Polizia di Caltanissetta: Due Fratelli Arrestati per Violenza e Resistenza a Pubblico Ufficiale

Gela, violenza contro la Polizia: Arrestati due fratelli

Due fratelli, di 28 e 25 anni, sono stati arrestati dalla Polizia di Stato a Gela con l’accusa di violenza, resistenza a pubblico ufficiale e lesioni personali. Entrambi i giovani hanno precedenti penali e, in un incidente avvenuto sabato mattina, sono stati coinvolti in una violenta aggressione contro gli agenti della Polizia Municipale.

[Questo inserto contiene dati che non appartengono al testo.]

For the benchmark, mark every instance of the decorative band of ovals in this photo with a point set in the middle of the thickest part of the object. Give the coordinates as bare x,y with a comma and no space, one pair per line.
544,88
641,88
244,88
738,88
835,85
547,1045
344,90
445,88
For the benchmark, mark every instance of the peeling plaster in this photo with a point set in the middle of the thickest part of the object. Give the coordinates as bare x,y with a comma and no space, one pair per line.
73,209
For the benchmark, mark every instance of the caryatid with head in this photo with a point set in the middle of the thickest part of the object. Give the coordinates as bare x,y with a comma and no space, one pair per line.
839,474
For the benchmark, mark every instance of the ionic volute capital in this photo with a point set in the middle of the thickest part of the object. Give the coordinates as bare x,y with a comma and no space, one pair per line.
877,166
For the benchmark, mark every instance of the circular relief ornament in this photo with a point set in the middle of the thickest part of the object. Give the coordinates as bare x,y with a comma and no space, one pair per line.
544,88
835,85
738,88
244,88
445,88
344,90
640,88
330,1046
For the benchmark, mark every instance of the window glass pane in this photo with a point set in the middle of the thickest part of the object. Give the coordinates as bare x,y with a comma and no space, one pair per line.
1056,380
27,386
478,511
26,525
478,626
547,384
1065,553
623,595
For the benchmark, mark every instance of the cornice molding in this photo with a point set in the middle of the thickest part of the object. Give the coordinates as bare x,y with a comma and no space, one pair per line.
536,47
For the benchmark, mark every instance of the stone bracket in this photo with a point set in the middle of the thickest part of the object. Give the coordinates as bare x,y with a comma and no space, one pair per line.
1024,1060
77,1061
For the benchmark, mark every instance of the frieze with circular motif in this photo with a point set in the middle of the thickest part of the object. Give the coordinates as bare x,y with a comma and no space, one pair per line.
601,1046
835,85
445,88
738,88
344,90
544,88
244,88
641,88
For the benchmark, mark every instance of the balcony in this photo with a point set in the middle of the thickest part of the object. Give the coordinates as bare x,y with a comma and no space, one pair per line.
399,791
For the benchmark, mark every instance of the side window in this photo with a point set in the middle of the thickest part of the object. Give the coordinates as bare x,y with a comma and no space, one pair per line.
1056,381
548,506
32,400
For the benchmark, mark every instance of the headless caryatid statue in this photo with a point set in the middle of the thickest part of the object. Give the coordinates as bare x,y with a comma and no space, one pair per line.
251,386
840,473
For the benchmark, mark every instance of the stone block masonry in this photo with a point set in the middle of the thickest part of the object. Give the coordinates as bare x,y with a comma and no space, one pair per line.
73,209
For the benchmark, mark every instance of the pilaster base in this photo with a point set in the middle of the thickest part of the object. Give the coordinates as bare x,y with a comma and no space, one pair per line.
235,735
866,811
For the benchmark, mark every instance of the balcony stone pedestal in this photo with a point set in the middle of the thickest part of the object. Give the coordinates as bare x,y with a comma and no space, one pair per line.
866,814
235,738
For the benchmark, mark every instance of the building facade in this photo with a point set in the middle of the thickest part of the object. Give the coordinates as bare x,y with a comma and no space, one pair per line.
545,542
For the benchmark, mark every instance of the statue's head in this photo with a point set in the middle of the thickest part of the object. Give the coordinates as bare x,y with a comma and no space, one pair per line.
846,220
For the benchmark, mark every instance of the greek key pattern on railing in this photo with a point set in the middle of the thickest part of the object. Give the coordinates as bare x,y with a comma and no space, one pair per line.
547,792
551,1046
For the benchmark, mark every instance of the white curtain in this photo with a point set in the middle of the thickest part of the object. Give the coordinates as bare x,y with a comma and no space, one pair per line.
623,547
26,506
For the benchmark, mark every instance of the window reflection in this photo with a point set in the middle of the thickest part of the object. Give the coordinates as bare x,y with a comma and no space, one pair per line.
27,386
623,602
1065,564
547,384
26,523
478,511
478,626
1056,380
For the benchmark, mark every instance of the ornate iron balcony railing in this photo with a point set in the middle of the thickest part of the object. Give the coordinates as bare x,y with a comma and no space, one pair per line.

L’episodio si è svolto in via Lipari, dove gli agenti erano intervenuti in supporto alla Polizia Municipale per eseguire un decreto di sequestro di veicoli abbandonati. All’arrivo delle forze dell’ordine, i familiari interessati stavano già minacciando e aggredendo i poliziotti. Tre agenti della Polizia Municipale sono stati colpiti con calci e pugni, subendo danni fisici significativi.

Il clima di violenza è rapidamente escalato, specialmente quando il venticinquenne ha iniziato a lanciare oggetti contro i poliziotti, colpendo uno di loro al volto con una cazzuola e un altro con una batteria di auto. In questa situazione di emergenza, il fratello maggiore è stato prontamente bloccato, mentre il venticinquenne e il loro padre si sono barricate all’interno dell’abitazione.

Grazie all’intervento di un funzionario di polizia che ha cercato di mediare, i membri della famiglia hanno successivamente abbandonato la loro attitudine aggressiva e sono stati accompagnati al Commissariato. Durante le operazioni, sette agenti hanno riportato lesioni che necessiteranno di cure tra 8 e 15 giorni.

Dopo le procedure di rito, il venticinquenne è stato arrestato e trasferito in carcere, mentre il ventottenne è stato posto agli arresti domiciliari, sempre a disposizione dell’Autorità giudiziaria. Anche il padre è stato denunciato, ma in stato di libertà.

Il Giudice per le indagini preliminari del Tribunale di Gela ha convalidato gli arresti, stabilendo misure cautelari adeguate per entrambi i fratelli. Tuttavia, il principio di non colpevolezza rimane in vigore e sarà il sistema giudiziario a determinare le responsabilità definitive.